It's hip to be abusive, and it's as cool to be liberal about sex as it is to be about farts. And that's exactly what Delhi Belly is - hip. It might not have umpteen cool ways to turn the camera, but it is right up there with Gen X in its slang and attitude. In its way, Delhi Belly is Dil Chahta Hai for a generation that's 10 years younger - where women might also enjoy a guy film as much as the guy next to her, laughing his guts out. Oh yeah, and don't take your parents for this one.
Delhi Belly picks its genre and sticks to it. It's as if a generation is standing up to say, "Call us pulp or dark, crass or gross. This is how we are - take it or leave it." He/she could be the common youth on the street, sitting beside you in a theater, a new age director or a producer gracing you with an appearance in the end credits. The three roommates are representatives of a young, urban India who are trying to break the shackles binding them to what was considered a "normal" life. They, along with their friends, are the latest breed of graduates - not necessarily from art, science or commerce - from alternate fields, like media and hospitality. And there is this other thing that happens to them - shit.
They deal with it. By hook or by crook, they see their way through it. They are far from sophisticated, because they care a damn. In fact, they have no qualms about driving you to nausea. But they take care of themselves.
Recently we have seen a whole lot of films in this genre. Where a bunch of innocent people (mere bystanders, even) get into trouble unawares, and destiny somehow puts the puzzle of 3-5 parallel stories together. Delhi Belly has that skin but from within its unpretentious. It has no inhibitions whatsoever, be it toilet humor, obscenities, violence, vulgarity or sex.
I loved its focus on making its audience laugh using their language. I most certainly missed a few jokes because loud laughter, from a previous line, didn’t' die in time. Delhi Belly doesn't try to act smart by saying, "Try, and figure me out if you can" Or "keep pace with me if you can". Keeps it simple (please admire my restraint), it does.
The flip side of course, is that the characters don't get too much attention. In keeping the story simple, the characters are one-dimensional. The performances though come to the characters' rescue. They are so brilliant that I didn't have to think about how one was acting or overacting or not. In fact, Vijay Raaz and his gang are caricatured and seem a little out-of-place and yet, they pass by without causing irritation. Well, I guess it's because they are led by Vijay Raaz, after all.

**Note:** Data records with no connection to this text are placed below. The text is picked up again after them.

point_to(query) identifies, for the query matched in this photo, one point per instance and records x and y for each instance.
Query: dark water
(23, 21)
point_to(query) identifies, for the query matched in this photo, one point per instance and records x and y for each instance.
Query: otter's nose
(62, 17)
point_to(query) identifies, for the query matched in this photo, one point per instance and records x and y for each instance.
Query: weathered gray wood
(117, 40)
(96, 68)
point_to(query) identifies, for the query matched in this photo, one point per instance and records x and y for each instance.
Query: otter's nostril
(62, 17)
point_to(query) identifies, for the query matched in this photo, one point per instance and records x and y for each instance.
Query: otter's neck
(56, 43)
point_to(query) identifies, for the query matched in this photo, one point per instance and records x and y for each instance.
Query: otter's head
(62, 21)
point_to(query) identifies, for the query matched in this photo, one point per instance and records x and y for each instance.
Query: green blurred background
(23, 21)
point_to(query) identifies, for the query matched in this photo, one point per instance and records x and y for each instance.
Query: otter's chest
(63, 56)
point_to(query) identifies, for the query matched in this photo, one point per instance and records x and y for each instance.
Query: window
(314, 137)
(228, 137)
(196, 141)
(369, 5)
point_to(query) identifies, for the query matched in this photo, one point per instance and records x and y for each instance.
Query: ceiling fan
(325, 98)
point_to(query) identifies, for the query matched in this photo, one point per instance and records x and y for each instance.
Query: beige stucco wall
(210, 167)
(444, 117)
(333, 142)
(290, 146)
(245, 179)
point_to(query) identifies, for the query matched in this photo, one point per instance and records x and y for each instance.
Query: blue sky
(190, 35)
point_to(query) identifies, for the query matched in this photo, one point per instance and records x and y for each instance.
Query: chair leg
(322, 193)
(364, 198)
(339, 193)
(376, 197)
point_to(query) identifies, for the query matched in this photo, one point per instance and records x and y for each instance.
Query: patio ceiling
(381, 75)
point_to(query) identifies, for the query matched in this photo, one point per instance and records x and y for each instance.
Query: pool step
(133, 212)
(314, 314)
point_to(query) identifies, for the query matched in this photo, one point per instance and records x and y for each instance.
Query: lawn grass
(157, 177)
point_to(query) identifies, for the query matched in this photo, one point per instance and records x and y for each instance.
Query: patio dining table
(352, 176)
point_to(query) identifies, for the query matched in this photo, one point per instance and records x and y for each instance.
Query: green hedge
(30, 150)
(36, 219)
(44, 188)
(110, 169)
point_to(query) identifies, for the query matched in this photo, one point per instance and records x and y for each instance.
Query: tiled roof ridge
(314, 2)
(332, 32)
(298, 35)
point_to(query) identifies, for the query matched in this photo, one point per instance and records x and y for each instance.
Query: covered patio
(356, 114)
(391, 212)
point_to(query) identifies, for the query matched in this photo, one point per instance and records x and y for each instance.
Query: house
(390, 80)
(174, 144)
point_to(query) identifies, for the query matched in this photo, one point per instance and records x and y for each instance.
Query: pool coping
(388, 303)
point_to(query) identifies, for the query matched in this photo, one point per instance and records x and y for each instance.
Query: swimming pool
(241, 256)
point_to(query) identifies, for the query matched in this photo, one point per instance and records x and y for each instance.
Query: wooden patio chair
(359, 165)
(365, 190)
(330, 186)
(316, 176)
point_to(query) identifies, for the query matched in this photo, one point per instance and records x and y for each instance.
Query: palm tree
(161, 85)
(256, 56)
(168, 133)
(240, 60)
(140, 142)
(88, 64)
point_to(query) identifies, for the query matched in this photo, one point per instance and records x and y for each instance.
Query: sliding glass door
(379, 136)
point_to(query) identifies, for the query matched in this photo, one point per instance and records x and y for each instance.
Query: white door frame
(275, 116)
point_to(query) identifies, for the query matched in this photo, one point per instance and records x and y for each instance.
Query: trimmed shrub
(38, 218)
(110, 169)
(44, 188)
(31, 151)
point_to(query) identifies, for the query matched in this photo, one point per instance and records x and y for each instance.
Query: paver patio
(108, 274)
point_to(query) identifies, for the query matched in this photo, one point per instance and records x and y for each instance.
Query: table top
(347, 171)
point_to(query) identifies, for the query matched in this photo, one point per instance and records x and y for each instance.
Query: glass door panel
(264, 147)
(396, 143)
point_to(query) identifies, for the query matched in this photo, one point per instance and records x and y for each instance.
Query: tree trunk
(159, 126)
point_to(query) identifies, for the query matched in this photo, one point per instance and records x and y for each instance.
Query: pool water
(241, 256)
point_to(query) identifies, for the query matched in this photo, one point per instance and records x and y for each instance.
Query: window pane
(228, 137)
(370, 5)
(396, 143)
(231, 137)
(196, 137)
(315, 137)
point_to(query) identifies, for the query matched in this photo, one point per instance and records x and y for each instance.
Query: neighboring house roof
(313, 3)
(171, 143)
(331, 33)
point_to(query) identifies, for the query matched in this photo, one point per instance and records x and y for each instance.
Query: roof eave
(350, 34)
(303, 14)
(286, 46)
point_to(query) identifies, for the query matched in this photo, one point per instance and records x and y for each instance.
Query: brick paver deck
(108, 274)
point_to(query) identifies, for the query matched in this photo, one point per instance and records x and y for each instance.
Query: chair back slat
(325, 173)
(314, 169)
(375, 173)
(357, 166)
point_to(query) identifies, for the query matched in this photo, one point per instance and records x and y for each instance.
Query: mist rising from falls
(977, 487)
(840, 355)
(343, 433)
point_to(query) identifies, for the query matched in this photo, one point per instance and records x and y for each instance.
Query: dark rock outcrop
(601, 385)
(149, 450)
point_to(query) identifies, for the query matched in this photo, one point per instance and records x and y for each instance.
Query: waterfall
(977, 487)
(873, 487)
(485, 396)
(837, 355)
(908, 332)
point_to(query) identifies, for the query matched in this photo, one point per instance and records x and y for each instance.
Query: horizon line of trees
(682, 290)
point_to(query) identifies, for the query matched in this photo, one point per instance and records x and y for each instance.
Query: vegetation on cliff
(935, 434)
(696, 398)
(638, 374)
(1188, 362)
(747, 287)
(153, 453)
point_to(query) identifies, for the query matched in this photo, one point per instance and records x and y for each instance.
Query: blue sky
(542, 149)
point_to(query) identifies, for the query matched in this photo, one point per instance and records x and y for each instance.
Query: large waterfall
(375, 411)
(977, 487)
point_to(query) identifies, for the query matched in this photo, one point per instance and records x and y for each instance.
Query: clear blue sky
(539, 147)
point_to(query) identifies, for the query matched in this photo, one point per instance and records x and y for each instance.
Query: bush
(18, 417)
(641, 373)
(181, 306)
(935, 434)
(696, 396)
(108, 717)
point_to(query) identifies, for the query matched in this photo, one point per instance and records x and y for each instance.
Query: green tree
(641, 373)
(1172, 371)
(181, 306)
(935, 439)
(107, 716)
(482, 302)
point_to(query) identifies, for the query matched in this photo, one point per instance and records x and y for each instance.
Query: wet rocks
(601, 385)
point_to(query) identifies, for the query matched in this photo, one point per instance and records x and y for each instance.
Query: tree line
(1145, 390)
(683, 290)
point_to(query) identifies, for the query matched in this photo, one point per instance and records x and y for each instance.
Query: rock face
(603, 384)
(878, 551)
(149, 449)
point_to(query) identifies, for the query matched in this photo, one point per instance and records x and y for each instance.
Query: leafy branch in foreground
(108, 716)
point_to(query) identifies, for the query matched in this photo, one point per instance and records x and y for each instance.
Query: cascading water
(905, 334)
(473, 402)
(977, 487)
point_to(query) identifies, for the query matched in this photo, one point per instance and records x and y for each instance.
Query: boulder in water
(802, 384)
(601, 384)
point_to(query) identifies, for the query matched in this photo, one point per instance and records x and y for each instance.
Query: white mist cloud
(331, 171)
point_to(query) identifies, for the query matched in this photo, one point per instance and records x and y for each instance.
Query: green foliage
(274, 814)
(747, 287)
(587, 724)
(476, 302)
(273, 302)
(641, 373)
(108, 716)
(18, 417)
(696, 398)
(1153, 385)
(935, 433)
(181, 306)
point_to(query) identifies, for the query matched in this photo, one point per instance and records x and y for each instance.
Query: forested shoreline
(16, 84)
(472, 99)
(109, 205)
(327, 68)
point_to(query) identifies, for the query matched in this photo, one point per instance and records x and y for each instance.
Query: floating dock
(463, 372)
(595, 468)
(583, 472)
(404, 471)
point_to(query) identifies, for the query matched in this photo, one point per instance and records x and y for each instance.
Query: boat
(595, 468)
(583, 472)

Well, a movie that can nail it all would've been a different movie, right? For example, how I wish they'd avoided a couple of extraneous sub-plots. Anyway, the way it is, there's so much going on in the background music, the props and the dialogue that it becomes a bit overwhelming.
Delhi Belly makes no over-imposing statements, no grand messages. (That's a change from the typical Aamir Khan product.) It's just one young film. It was fun watching it with my favorite people - the 600+ filmaniacs who not only show up but also whistle and hoot at 8.15 AM. Let's just say like every dabangg has its audience, every Delhi Belly does too. And there must be a lucky bunch whose tastes include both.
Ps. Oh yeah, I told you right? I'd recommend you keep your parents away from this one. That you liked Delhi Belly, by itself might be a bit of a cultural shock to them. Which also means if you are conservative in your taste in films, you should stay away.
Confession: I goofed-up. I watched the English version. I have a feeling the real deal is in Hindi. I'll try to catch up with the Hindi version and update you on what works better.